The standard at issue is whether early appellate resolution will speed up the litigation. See Ahrenholz v. Bd. of Trustees of the Univ. of Ill., 219 F.3d 674, 675 (7th Cir.2000). Sidley argues that the discovery process in this case would be vastly simplified if it did not have to deal with questions of individual relief. While this might ordinarily be true, it is untrue here. The case before me presents fairly novel claims whose resolution might significantly affect the way professional firms using partnership forms conduct their internal affairs. In other words, this is an important question for a broad range of institutions beyond the one which is litigating here. The problems to be addressed are described in EEOC v. Sidley Austin Brown & Wood, 315 F.3d 696, 701-07 (7th Cir.2002).

The early judicial airing out of this issue generally, and in this case specifically, will require extensive discovery of how individuals were treated and why. Without a lot of detail, the merits of a broad legal theory rarely applied in this context will be difficult to discern. When the criteria for a decision are well established then less discovery will be required, or so I have noted in the cases before me.

The better argument for certification lies in the nature of the trial that would be conducted. If all- that is at stake is injuncr five relief, the volume of evidence that would need to be introduced would shrink. To show a pattern of age discrimination, the parties can rely on representative cases. There will be no need to calculate the exact economic consequences for each individual. There will be fewer concerns with preserving the anonymity of the individuals said to be damaged by defendant— an interest that both sides recognize as valid. In short, to establish whether Sid-ley is covered under the ADEA and whether it violated the law would take far less trial and trial preparation time. So, too, would the determination, if the EEOC makes its case, of what forward looking remedies ought to be imposed on defendant. Early resolution of the viability of North Gibson would, in my judgment, speed up the litigation. This is especially true here because the discovery can be ongoing while the interlocutory appeal is heard. There will, therefore, be nothing to delay preparation for trial. A ruling in defendant’s favor would speed the litigation.

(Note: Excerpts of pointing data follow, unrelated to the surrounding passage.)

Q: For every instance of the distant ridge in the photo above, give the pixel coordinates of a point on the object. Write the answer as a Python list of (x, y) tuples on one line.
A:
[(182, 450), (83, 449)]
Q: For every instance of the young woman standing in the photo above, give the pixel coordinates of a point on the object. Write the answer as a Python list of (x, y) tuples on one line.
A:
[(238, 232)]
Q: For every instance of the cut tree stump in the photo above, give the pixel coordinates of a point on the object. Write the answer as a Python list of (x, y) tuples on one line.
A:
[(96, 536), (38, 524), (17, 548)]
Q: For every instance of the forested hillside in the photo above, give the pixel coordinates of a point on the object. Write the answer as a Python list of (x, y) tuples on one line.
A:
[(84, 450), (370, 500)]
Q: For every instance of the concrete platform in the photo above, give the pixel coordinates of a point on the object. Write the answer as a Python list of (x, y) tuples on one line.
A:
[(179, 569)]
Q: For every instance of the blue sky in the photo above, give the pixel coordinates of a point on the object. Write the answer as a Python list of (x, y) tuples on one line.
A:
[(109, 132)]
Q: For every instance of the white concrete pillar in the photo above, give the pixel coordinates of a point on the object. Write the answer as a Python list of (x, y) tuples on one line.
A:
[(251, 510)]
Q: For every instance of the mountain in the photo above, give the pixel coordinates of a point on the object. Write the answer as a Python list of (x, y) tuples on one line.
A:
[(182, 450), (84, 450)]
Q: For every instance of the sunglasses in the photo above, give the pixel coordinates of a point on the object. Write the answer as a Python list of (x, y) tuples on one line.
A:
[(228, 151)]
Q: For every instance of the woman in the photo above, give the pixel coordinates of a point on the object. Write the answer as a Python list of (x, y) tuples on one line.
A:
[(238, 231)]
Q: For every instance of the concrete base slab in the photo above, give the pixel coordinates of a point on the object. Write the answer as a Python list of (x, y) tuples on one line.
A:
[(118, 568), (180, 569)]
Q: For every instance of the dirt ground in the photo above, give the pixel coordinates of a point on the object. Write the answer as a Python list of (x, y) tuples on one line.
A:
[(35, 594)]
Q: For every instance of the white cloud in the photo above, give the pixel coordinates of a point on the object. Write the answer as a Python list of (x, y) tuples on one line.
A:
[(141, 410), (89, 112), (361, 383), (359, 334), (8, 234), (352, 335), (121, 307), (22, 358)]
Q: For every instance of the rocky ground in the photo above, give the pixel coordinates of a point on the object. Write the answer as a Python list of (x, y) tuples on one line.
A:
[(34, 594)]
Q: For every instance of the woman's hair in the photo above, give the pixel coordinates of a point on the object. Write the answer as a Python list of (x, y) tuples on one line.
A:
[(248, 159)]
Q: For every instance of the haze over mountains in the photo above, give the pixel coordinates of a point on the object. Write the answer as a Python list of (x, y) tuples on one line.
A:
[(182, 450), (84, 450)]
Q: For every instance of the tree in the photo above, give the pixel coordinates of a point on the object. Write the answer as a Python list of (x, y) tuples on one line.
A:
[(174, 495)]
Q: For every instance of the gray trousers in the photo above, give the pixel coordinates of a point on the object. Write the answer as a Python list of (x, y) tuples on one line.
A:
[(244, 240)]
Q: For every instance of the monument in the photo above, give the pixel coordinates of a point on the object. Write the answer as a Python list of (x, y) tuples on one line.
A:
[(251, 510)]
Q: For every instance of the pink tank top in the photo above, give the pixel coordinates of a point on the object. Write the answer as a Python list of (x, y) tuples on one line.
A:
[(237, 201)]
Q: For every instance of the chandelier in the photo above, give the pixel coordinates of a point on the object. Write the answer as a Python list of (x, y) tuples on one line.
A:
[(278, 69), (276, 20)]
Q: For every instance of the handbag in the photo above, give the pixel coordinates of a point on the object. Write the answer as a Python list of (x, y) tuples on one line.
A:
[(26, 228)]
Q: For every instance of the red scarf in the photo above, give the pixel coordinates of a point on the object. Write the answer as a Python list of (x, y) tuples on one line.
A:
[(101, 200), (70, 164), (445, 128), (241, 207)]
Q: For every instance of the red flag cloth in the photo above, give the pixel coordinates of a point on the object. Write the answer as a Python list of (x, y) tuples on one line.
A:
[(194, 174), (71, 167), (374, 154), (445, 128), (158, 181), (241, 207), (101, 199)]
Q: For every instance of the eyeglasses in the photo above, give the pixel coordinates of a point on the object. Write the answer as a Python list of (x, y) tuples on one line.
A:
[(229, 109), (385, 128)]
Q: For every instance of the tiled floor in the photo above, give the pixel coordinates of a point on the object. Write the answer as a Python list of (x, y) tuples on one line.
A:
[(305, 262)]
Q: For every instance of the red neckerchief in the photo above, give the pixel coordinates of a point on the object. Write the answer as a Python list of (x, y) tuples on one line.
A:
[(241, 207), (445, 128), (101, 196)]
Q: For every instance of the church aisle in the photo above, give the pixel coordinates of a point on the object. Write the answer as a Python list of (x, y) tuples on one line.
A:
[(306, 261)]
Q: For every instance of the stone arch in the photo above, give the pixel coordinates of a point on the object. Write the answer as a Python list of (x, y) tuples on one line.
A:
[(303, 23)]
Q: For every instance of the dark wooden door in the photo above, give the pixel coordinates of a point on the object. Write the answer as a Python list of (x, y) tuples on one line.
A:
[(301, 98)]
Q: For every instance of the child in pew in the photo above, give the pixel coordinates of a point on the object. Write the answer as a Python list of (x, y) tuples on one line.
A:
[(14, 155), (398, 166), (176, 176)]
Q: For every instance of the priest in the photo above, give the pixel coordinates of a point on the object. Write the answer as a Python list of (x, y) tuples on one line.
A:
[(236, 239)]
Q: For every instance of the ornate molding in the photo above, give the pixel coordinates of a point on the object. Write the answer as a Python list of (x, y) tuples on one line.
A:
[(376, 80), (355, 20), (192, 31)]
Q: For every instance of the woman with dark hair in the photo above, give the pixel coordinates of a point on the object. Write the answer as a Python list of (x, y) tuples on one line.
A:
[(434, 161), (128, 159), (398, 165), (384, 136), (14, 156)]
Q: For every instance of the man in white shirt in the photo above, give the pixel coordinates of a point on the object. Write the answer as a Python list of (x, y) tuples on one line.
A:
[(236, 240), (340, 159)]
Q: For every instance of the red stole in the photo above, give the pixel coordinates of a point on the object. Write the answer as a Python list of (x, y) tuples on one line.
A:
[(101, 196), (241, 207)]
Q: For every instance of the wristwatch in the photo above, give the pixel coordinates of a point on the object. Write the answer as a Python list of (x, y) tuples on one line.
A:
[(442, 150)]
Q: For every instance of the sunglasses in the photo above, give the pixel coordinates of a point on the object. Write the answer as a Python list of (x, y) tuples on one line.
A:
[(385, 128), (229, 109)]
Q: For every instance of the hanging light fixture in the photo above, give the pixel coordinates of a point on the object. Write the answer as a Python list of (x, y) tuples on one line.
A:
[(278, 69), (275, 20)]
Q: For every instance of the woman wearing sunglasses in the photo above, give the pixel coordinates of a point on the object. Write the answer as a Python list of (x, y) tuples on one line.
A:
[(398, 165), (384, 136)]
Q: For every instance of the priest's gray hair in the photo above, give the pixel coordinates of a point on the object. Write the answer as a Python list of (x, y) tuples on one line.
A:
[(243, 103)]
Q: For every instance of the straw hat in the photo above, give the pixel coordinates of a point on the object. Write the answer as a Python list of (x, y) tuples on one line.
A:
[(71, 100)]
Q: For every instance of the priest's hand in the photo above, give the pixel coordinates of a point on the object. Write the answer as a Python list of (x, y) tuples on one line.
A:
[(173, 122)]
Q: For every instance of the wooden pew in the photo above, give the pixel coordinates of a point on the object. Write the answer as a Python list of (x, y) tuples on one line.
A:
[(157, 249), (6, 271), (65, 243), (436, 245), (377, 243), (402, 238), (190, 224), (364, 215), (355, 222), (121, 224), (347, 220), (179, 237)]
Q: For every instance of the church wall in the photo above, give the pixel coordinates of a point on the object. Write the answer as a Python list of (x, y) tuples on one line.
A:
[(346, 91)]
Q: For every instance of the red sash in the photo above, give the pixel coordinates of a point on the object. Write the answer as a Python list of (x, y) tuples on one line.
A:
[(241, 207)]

I grant the motion for certification and direct defendant to prepare for review by Court and the EEOC a proposed order containing the question or questions to be certified.

Defendant’s Motion for Summary Judgment is DENIED initially and on reconsideration. Defendant’s Motion of Certification for Interlocutory Appeal is GRANTED. 
      
      . Sidley also contends that Waffle House does not apply to the ADEA because its enforcement scheme is distinct from that of the ADA. I find this reading of Waffle House to be particularly strained in light of the Seventh Circuit’s decision in EEOC v. Bd. of Regents of the Univ. of Wis., 288 F.3d 296 (7th Cir.2002). As discussed herein, in BOR, the Court of Appeals applied Waffle House to a case brought by the EEOC under the ADEA, clearly demonstrating that the rationale is applicable to ADEA cases. 288 F.3d at 300. The language in the Waffle House decision also indicates that it would be applicable to the ADEA. Waffle House discusses the province of the EEOC over discrimination cases during the first 180 days after a complaint is filed with the agency. The Court notes that during this 180-day period, the EEOC has full control of the complaint's litigation. Waffle House, 534 U.S. at 291, 122 S.Ct. 754. Within that period, an employee must obtain a right-to-sue letter before bringing a complaint in court and if, during that time, the EEOC decides to pursue its own suit, the individual has no independent cause of action. Id. This period creates an enforcement scheme much like that of the ADEA in which the EEOC's ADEA suit trumps any suit filed by an individual.
     
      
      . I do not mean to suggest that this is the complete universe of evidence that may be needed. I refer only to the quantity of evidence required as to the individuals whose treatment by defendant is at issue.
     
      
      . Even if the defendant loses the appeal, a ruling might still slightly speed up the trial. It will spare the parties what I expect to be a long series of objections and arguments over the precise ambit of relevant evidence.